STARK中使用的素数域应满足$p=f\cdot 2^k+1$，其中$k$应足够大。即 存在order 为$2^k$的subgroup。

扩展域：
EthSTARK operates over the finite field defined by a 62-bit prime, but the FRI step operates over a quadratic extension field thereof in order to target a higher security level.

3.2 单变量多项式

单变量多项式可表示为：
$f(X)=c_0+c_1\cdot X+\cdots +c_d{X}^d={\sum }_{i=0}^d{c}_i{X}^i$
其中$c_i$为多项式系数，$d$为多项式degree。

STARK中，要求对domain中所有点进行evaluation，而不是对单个点进行evaluation。

Vanishing polynomial：
$Z_D(X)={\prod }_{d\in D}(X-d)$为首项系数为1的unique lowest-degree polynomial that takes the value $0$ in all points of $D$。

3.3 多变量多项式

初始状态$(a_0,b_0)$，每一轮进行如下运算：
$(a,b)\to (\frac{a+b}{2},\sqrt{a\cdot b})$

令前一轮状态为$(X_0,X_1)$经由运算后状态为$(Y_0,Y_1)$，可用多变量多项式表示为：
$m_0(X_0,X_1,Y_0,Y_1)=Y_0-\frac{X_0+X_1}{2}$
$m_1(X_0,X_1,Y_0,Y_1)=Y_1^2-X_0\cdot X_1$（注意$m_1(X_0,X_1,Y_0,Y_1)=Y_1-\sqrt{X_0\cdot X_1}$不是多项式。
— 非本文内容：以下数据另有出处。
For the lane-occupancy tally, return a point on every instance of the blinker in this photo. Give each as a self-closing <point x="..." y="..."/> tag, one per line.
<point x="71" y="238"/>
）

多变量多项式的表示方式可为：

class MPolynomial:
    def __init__( self, dictionary ):
        # Multivariate polynomials are represented as dictionaries with exponent vectors
        # as keys and coefficients as values. E.g.:
        # f(x,y,z) = 17 + 2xy + 42z - 19x^6*y^3*z^12 is represented as:
        # {
        #     (0,0,0) => 17,
        #     (1,1,0) => 2,
        #     (0,0,1) => 42,
        #     (6,3,12) => -19,
        # }
        self.dictionary = dictionary

3.4 Merkle tree

4. FRI

采用基于FRI的compiler可将Polynomial IOP转换为a concrete proof system。

FRI协议用于确认a committed polynomial具有bounded degree。
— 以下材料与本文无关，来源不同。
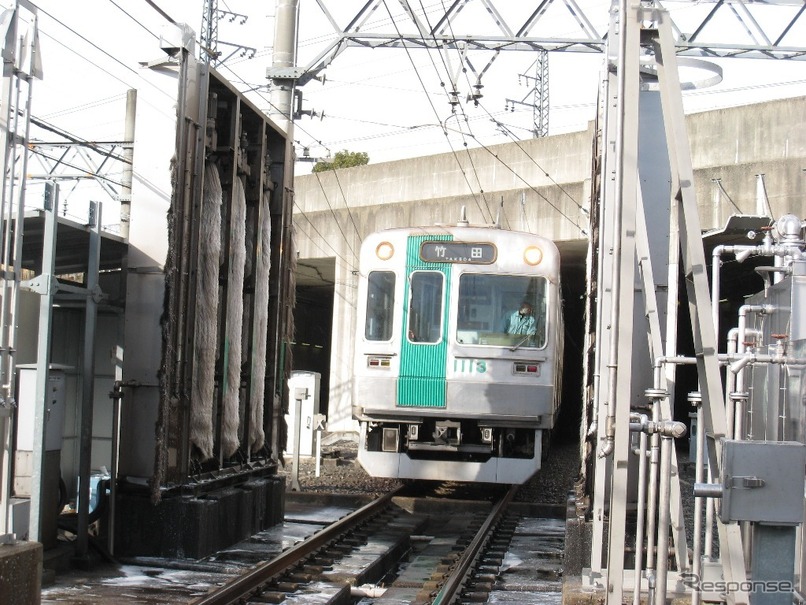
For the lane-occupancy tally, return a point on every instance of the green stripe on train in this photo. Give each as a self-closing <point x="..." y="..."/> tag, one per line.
<point x="422" y="366"/>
FRI全称为Fast Reed-Solomon IOP of Proximity，其中IOP表示interactive oracle proof。

FRI采用codewords来表示，Verifier无法读取Prover发来的所有codewords，Verifier会make oracle-queries to read them in select locations。
FRI中的codewords为Reed-Solomon codewords，即其值对应为the evaluation of some low-degree polynomial in a list of points called the domain $D$。该list的length要大于多项式中可能的非零值系数的个数 $\rho$倍，$\rho$称为expansion factor（或blowup factor）。
【即有：initial_codeword_length = (degree + 1) * expansion_factor】

codewords表示low-degree polynomials。codewords采用merkle tree来实例化。
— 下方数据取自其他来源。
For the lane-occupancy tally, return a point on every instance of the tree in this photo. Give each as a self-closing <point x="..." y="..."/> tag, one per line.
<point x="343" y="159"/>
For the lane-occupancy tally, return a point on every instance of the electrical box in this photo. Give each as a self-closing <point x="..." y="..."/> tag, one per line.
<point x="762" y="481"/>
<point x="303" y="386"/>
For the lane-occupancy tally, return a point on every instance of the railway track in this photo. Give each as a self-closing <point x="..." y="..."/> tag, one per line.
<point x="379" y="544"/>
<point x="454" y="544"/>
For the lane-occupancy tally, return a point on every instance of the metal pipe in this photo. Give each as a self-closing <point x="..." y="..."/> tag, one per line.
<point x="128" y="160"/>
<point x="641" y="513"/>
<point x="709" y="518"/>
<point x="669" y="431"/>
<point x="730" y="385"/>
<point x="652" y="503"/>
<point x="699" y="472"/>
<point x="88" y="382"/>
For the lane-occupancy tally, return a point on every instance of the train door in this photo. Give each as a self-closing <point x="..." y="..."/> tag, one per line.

常规的Polynomial commitment scheme为：

• polynomial commitment及实现方式对比

而FRI scheme有所不同。FRI用于证明某codeword属于a polynomial of low degree。所谓low，是指degree 值不高于 $\rho \cdot len(codeword)$。Prover知道codeword具体内容，而Verifier仅知道Merkle root和其选择的leaf。通过authentication path verification来确认the leaf’s membership to the Merkle tree。

4.1 Split-and-Fold

proof system中很赞的一个思想是：split-and-fold技术。可：（假设待证明的claim size为$n$）

• 1）将a claim reduce为 two claims of half the size。
• 2）然后利用Verifier提供的random challenge合并为一个claim。
• 3）重复以上步骤${\log }_2(n)-1$次，可最终reduce为a trivial size claim，其为true 当且仅当 原始claim为true。

对于FRI，相应的computational claim为：某特定codeword对应为a polynomial of low degree。令$N$为codeword length。$d$为该对应多项式的最大degree，表示为$f(X)={\sum }_i^d{c}_i{X}^i$。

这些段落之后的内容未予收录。